Condannato il lavoratore che, passando da un’azienda ad altra, trasferisce informazioni riservate di titolarità della prima società. Condannata anche la seconda azienda che lo ha assunto se le informazioni vengono scaricate sul PC aziendale e vengono utilizzate per svolgere attività in favore di quest’ultima. Questa la sentenza del tribunale di Milano, sezione specializzata impresa, con la sentenza 8246/2019 in un contenzioso che ha visto contrapposto due società e due lavoratori transitati da una all’altra.

I dipendenti, legati sentimentalmente, hanno cambiato datore di lavoro a poco tempo di distanza transitando entrambi dall’azienda A a quella B, operative nel settore dell’outsourcing e della selezione del personale. Il secondo, prima di lasciare l’incarico, ha acquisito tramite screenshot alcune informazioni contenute nel sistema informatico della società e alcuni curricula vitae e li ha inviati tramite posta elettronica, alla collega già passata alla nuova azienda. Fatti che sono stati appurati anche tramite una consulenza tecnica d’ufficio e accesso ai computer aziendali dei due lavoratori.

Il tribunale ha ritenuto che tale comportamento sia contrario all’articolo 99, primo comma, del codice della proprietà intellettuale (Dlgs 30/2005) nella versione in vigore nel 2015. La norma vieta di acquisire e divulgare informazioni segrete soggette al legittimo controllo del detentore e l’illecito si concretizza già solo con la mera detenzione delle informazioni, senza che necessariamente si realizzi un vantaggio per chi le ha sottratte o un terzo. Ma i giudici hanno stabilito che per il comportamento messo in atto dai due lavoratori è responsabile anche l’azienda che li ha assunti sulla base dell’articolo 2049 del codice civile (responsabilità dei padroni e dei committenti) tenuto conto di tre fattori:

– i dati sono stati ricevuti e scaricati sul computer aziendale assegnato al dipendente dal nuovo datore di lavoro, nonché inseriti nel database utilizzato per le elaborazioni;

– la lavoratrice che li ha ricevuti dal fidanzato al momento della perizia li stava usando per proporre ai clienti della vecchia azienda un contratto più vantaggioso;

– l’esistenza di un accordo contrattuale offerto dalla nuova azienda per manlevare i dipendenti “transitati” dalle spese legali e dagli effetti risarcitori di un’eventuale condanna per violazione del patto di non concorrenza.

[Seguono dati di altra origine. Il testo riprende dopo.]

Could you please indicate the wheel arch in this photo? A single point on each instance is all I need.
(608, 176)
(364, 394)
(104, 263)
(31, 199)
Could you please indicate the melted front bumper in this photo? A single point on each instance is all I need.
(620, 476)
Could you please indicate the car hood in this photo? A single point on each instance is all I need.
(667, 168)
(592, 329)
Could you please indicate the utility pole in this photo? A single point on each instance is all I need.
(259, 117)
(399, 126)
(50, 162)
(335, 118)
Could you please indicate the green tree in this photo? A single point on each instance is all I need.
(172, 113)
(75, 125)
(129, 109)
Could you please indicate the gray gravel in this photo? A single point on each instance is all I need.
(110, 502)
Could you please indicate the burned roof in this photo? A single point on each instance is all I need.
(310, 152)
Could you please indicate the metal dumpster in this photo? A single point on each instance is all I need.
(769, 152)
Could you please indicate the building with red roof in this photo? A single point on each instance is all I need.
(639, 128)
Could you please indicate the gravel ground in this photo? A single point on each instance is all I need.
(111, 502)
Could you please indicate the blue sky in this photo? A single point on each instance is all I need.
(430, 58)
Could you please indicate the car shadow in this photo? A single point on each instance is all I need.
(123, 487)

La responsabilità in base all’articolo 2049 si legge nella sentenza, sussiste se il fatto lesivo è stato prodotto o quanto meno agevolato da un comportamento riconducibile all’attività lavorativa del dipendente «e quindi anche se questi abbia operato oltrepassando i limiti delle proprie mansioni o abbia agito all’insaputa del suo datore di lavoro». Peraltro secondo il tribunale la clausola di manleva a favore degli assunti «appare sintomatica di un atteggiamento improntato a spregiudicatezza».

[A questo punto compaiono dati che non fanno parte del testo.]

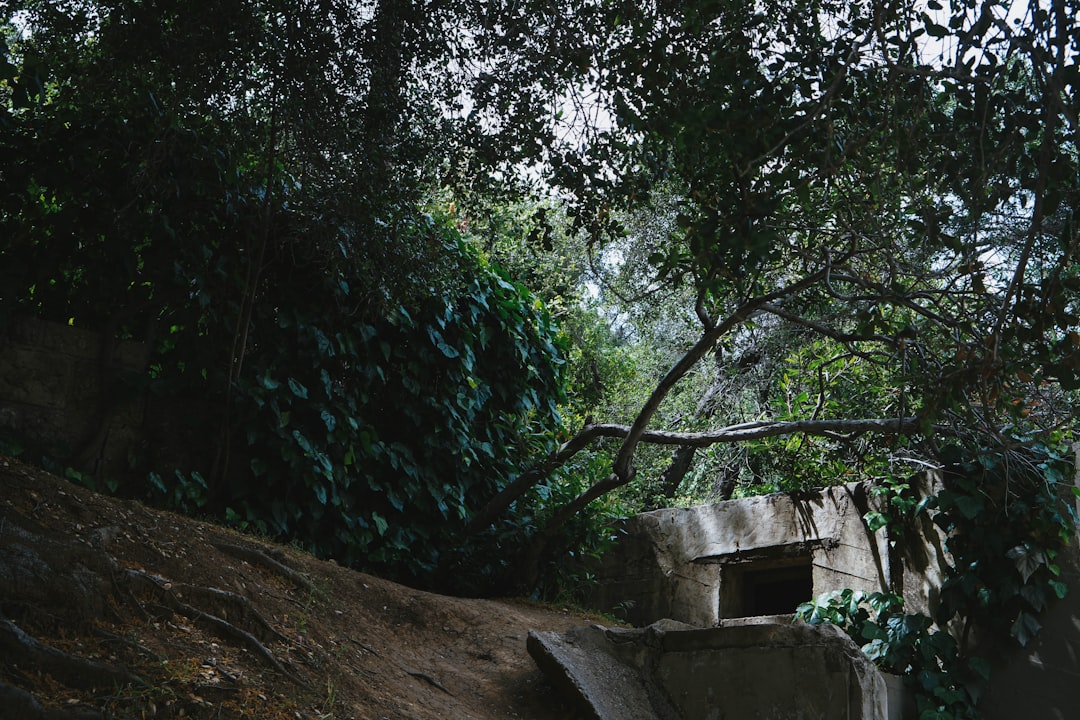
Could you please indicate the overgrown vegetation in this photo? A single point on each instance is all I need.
(422, 279)
(1007, 517)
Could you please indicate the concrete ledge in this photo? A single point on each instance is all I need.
(671, 671)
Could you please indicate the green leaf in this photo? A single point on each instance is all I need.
(1024, 628)
(380, 524)
(328, 420)
(298, 389)
(1026, 561)
(875, 520)
(970, 506)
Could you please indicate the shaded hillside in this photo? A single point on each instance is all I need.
(111, 609)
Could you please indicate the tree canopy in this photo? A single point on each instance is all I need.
(380, 241)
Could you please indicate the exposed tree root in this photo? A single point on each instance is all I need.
(223, 627)
(430, 680)
(17, 703)
(260, 558)
(71, 670)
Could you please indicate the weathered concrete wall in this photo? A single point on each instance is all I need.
(688, 564)
(51, 391)
(666, 671)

I giudici hanno rigettato invece la richiesta di condanna dell’azienda B per storno di dipendenti, in quanto ne ha assunti altri oltre ai due responsabili dell’illecito. Ciò perché nello specifico i passaggi sono avvenuti in un arco temporale molto dilatato, con eterogeneità di mansioni e l’uscita dei lavoratori da diverse società del gruppo e non da una sola.